Tatsächlich ist die Situation weitaus komplexer. Was Mario Draghi hier präsentiert, entspricht in jeder Hinsicht dem politischen Kurs, den er selbst seit zwei Jahrzehnten als hochrangiger Politiker und eifriger Erbauer der Europäischen Union verfolgt. Ähnlich wie Ursula Von der Leyen. Seltsamerweise stellt Draghi in seinem Bericht fest, dass es der Wirtschaft der EU-Länder schlechter geht als vor der Gründung der EU als politische Organisation. Er spricht davon, dass das Wachstum, der Handel mit Industriegütern und die produktiven Investitionen seit 2002 gegenüber den USA zurückgegangen sind.
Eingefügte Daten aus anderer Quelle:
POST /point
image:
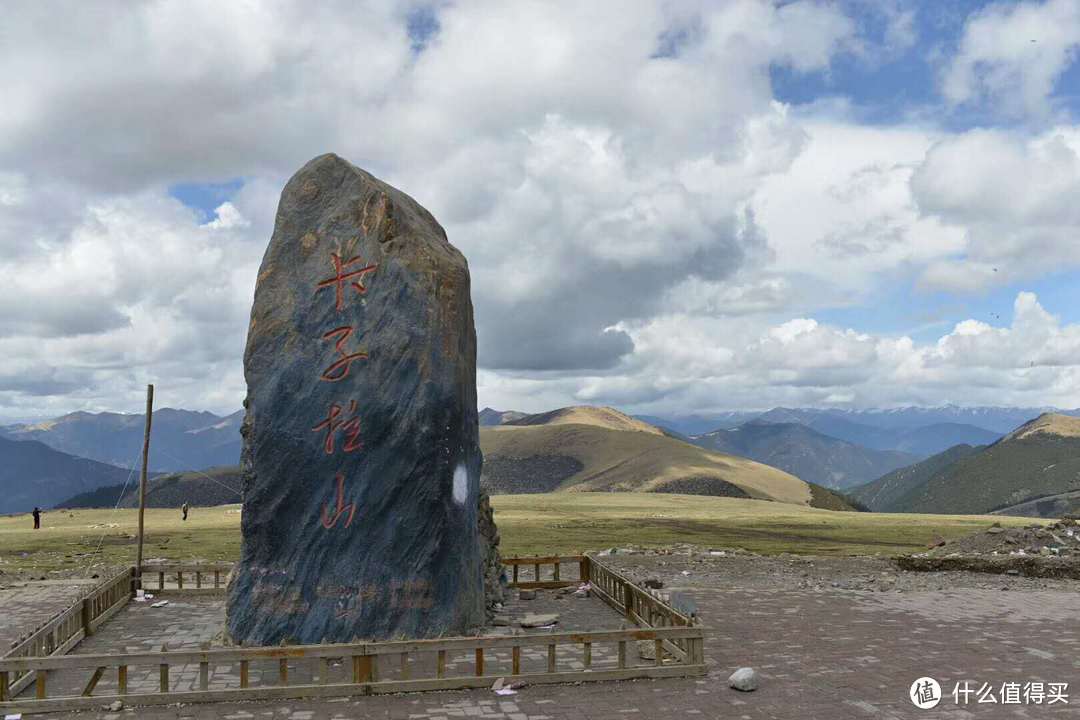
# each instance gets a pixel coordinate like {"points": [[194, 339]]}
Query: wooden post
{"points": [[86, 616], [204, 669], [142, 485]]}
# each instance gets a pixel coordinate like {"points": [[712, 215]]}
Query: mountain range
{"points": [[179, 439], [34, 474], [806, 452], [1034, 470]]}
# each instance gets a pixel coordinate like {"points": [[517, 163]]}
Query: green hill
{"points": [[1038, 460]]}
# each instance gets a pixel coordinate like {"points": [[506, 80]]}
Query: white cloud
{"points": [[1014, 200], [1012, 53], [643, 219]]}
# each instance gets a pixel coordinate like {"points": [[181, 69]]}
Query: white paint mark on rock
{"points": [[460, 485]]}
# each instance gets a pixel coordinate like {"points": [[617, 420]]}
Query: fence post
{"points": [[86, 629]]}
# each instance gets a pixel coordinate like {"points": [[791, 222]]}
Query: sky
{"points": [[670, 207]]}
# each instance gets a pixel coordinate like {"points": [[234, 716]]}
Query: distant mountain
{"points": [[1040, 460], [805, 452], [32, 474], [931, 439], [890, 490], [697, 424], [216, 486], [586, 415], [179, 439], [601, 449], [489, 417], [997, 419]]}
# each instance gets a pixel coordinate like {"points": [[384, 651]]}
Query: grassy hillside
{"points": [[1039, 459], [545, 524], [805, 452], [593, 458]]}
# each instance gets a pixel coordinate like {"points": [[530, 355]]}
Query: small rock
{"points": [[744, 679]]}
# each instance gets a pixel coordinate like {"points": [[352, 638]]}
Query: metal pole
{"points": [[142, 484]]}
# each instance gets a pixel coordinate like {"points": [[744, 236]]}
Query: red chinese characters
{"points": [[349, 428], [341, 276], [340, 508], [340, 420]]}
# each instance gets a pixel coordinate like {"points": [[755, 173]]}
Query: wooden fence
{"points": [[362, 668], [67, 629], [200, 576], [354, 668]]}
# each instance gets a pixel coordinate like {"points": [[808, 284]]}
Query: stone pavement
{"points": [[26, 606], [826, 654]]}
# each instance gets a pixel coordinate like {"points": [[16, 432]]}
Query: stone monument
{"points": [[361, 456]]}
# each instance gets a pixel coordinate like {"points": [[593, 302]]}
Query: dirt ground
{"points": [[831, 638]]}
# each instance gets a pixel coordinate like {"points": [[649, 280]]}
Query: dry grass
{"points": [[84, 540], [619, 460]]}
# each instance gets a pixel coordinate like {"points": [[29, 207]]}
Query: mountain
{"points": [[889, 491], [805, 452], [32, 474], [216, 486], [592, 449], [586, 415], [1038, 461], [179, 439], [939, 437], [489, 417], [697, 424]]}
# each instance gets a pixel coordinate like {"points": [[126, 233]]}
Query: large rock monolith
{"points": [[361, 452]]}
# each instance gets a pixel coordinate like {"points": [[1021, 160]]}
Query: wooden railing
{"points": [[535, 568], [200, 576], [68, 628], [363, 668], [638, 605]]}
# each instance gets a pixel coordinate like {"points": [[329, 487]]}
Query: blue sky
{"points": [[683, 208]]}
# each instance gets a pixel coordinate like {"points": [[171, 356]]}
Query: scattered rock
{"points": [[744, 679]]}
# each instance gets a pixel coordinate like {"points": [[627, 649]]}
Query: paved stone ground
{"points": [[823, 652]]}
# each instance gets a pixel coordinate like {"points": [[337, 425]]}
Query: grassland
{"points": [[82, 540]]}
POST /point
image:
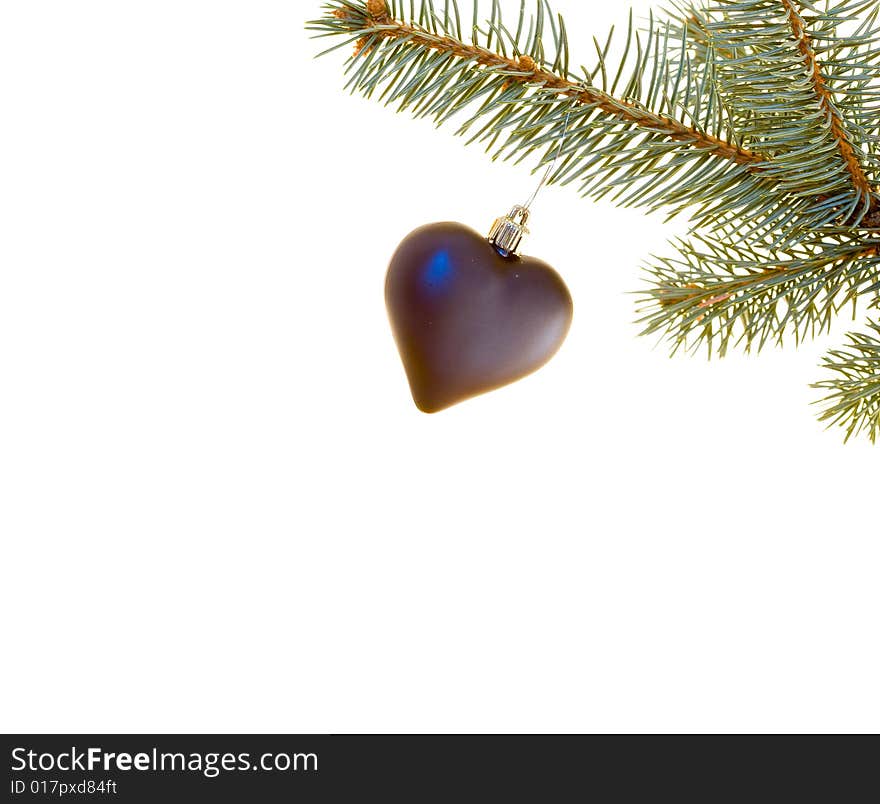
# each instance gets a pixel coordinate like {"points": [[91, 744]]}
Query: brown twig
{"points": [[823, 93]]}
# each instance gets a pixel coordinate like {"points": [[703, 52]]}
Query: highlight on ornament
{"points": [[758, 120]]}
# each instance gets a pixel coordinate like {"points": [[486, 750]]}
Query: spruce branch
{"points": [[853, 399], [759, 119]]}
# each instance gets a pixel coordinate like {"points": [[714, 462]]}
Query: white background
{"points": [[220, 510]]}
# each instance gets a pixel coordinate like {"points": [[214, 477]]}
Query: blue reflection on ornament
{"points": [[438, 271]]}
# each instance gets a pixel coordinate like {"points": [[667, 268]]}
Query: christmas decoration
{"points": [[760, 119], [469, 316]]}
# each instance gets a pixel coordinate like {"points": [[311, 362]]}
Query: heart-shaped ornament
{"points": [[468, 317]]}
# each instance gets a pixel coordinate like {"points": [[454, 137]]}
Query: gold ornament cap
{"points": [[508, 231]]}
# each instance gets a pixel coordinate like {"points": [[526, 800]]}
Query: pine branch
{"points": [[718, 294], [853, 401], [526, 71], [759, 118], [826, 101]]}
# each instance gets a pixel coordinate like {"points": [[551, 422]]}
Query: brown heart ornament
{"points": [[469, 315]]}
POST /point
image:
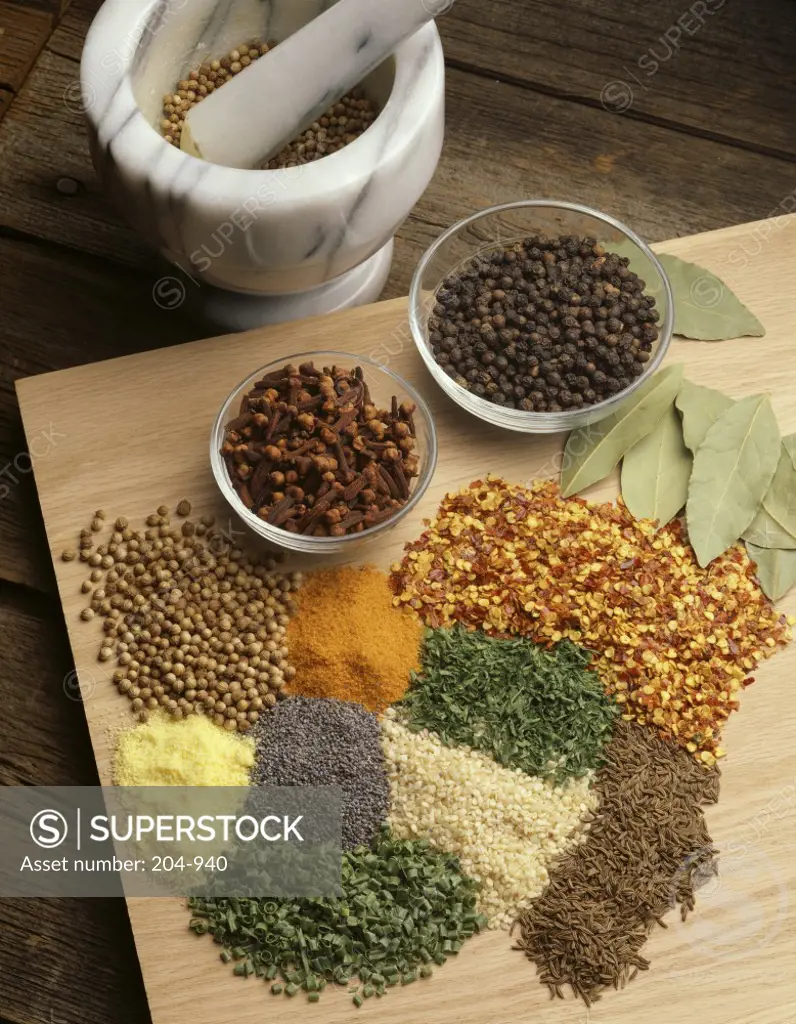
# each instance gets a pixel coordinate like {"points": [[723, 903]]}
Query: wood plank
{"points": [[502, 142], [59, 311], [23, 34], [54, 957], [721, 70], [54, 7], [716, 967]]}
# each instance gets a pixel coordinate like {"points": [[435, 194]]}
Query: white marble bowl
{"points": [[291, 232]]}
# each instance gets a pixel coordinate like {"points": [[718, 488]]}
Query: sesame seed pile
{"points": [[339, 125], [323, 741], [505, 826], [675, 643]]}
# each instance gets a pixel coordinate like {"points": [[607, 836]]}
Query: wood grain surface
{"points": [[666, 61], [728, 962]]}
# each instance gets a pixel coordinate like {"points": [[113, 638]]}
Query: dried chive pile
{"points": [[546, 326], [675, 643], [338, 126], [405, 909], [505, 826], [349, 641], [195, 624], [327, 742], [541, 711], [646, 851], [310, 453]]}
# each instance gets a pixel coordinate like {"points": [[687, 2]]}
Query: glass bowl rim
{"points": [[300, 542], [517, 418]]}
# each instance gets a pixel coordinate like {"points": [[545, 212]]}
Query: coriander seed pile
{"points": [[546, 326], [195, 625], [341, 124]]}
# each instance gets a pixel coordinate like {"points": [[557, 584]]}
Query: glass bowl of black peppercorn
{"points": [[540, 315]]}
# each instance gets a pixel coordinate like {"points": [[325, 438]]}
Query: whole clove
{"points": [[310, 453]]}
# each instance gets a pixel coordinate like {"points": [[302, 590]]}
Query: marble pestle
{"points": [[277, 97]]}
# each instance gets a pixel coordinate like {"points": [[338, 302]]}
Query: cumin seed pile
{"points": [[646, 851]]}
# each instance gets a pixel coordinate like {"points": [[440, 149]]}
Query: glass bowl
{"points": [[502, 226], [383, 384]]}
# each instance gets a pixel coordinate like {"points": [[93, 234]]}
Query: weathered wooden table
{"points": [[676, 118]]}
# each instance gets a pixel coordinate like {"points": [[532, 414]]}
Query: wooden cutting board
{"points": [[131, 433]]}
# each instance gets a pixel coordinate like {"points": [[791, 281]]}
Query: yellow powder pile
{"points": [[191, 752], [348, 641]]}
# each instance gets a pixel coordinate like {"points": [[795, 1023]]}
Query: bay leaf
{"points": [[701, 407], [732, 469], [776, 569], [705, 308], [592, 452], [766, 532], [656, 471]]}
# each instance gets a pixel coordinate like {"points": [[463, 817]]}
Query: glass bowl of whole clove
{"points": [[540, 315], [324, 451]]}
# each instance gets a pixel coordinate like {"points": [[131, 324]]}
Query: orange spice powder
{"points": [[348, 641]]}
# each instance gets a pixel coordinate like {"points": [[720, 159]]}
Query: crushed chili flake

Und während einige für mehr Nationalstaat und weniger Europa plädieren, um diesem Rückgang entgegenzuwirken, sagt Draghi im Gegenteil, dass maximaler Einsatz für Europa notwendig sei und kündigt an, dass die EU jährlich 800 Milliarden Euro an Investitionen tätigen müsse. Dabei ist klar, dass diese nicht auf sehr liberale Weise investiert werden.